Наше время такое... | страница 18



Помню, Андрей, приехавший в отпуск, повел нас к озеру купаться. Те, что были постарше, начали самостоятельно бултыхаться у берега, а он, заставив меня держаться за плечи, поплыл со мной на середину. Небо было синее в легких облачках, вода была тоже синяя и бездонная, как небо. И там, в глубине, плыли такие же облака. А вода была теплая и легкая, подобно тихому ветерку. И мне казалось, что плыли мы между двумя небесами — в бесконечности, и когда возвращались к берегу, он стал вроде бы совсем другим, каким-то сказочно-странным. И все — чудо!..

Ах, как мы недооцениваем всего того, что с нами происходит в детстве! Сколько раз в минуты душевной придавленности приходило ко мне вот это спасительное сказочно-странное видение мира — вещей привычных и надоевших. В такие моменты как бы рождаешься заново, возвращаешь себе изначальную жажду жизни и деятельности.

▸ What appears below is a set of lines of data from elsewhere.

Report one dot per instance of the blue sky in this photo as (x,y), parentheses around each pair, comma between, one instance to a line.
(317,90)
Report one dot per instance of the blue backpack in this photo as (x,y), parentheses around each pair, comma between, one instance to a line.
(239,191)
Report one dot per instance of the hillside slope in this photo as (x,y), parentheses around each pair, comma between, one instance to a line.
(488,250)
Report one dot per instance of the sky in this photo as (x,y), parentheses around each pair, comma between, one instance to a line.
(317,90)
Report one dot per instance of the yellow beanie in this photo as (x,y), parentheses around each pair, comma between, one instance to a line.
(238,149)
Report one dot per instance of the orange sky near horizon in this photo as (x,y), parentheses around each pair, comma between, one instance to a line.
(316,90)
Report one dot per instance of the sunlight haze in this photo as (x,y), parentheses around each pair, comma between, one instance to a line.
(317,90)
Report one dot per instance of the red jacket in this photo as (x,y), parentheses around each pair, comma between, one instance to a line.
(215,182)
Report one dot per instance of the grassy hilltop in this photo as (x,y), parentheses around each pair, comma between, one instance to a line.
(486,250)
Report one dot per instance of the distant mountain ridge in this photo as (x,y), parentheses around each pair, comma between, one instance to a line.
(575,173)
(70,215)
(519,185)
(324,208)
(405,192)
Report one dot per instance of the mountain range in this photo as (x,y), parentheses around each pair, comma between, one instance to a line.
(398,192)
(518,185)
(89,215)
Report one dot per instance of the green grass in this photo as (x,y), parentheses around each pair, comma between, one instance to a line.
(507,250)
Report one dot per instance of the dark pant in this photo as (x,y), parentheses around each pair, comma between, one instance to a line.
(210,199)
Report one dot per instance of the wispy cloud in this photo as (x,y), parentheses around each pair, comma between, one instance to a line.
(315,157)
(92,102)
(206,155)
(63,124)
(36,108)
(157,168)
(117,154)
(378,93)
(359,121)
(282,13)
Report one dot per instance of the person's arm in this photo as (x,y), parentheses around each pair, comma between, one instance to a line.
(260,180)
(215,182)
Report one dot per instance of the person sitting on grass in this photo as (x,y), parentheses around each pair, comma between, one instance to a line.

Очень много дал мне наш переезд на гору. Не сам переезд, а то, что за ним пришло. К этому времени, успев оставить мне еще двух братьев — Иннокентия и Григория, отец умер от тифа. Это случилось в голодный 1923 год. Старшим мужчиной в семье стал восемнадцатилетний брат Петр, уже коммунист и организатор комсомольской ячейки. Покупка дома ошеломила всех. Еще бы! После отца осталась целая куча полуголодных ребятишек, а тут на тебе — дом!.. Хоть не в самой деревне, а в боковой Забегаловке, но все же на горе и к тому же со всеми надворными постройками — амбаром, баней, хлевом, избушкой, крытым сараем и ригой. А секрет был прост: в деревне начались новые отношения. Как-то после партийного собрания бывший партизан, секретарь партийной ячейки Андрей Ильич Ионов, по-уличному Илюхин, заговорил, что собирается продавать свой дом. Начали спрашивать, дорого ли возьмет, хлебом ли, деньгами ли?

— С богатенького взял бы как надо, а вот с Петьки возьму недорого.

Брат воспринял его слова как шутку.

— А я серьезно говорю. Покупай!..

— На что же я покупать-то буду?

— Сторгуемся... Рассрочку дам!..

И действительно, в тот же вечер договорились, что брат выплатит шестьдесят пудов пшеницы в течение трех лет. Условия были неслыханно легкими, на которые, поразмыслив, Петр согласился. Прибежал он в нашу Подгоринку радостный.

— Мама!.. Я дом купил!..

— Какой еще дом?!

— Андрюшки Илюхина...

— Ты что, в спектакль играешь?

— Нет, мама, играю в новую жизнь. Готовься к переезду!

Дом, в который мы переехали, хоть и был старый, но еще вполне жилой. В нем, кроме передней, так называемой избы, была еще просторная горница. Русская печка стояла в простенке горницы так, что на печке был довольно вместительный и уютный уголок, где мы, самые младшие, отсиживались потом в зимние стужи. От печи начинались широкие полати, где можно было не только спать, но и затевать нехитрые детские игры. Так что наши домашние коммуникации охватывались теперь формулой: «С печи на полати, по брусу — домой».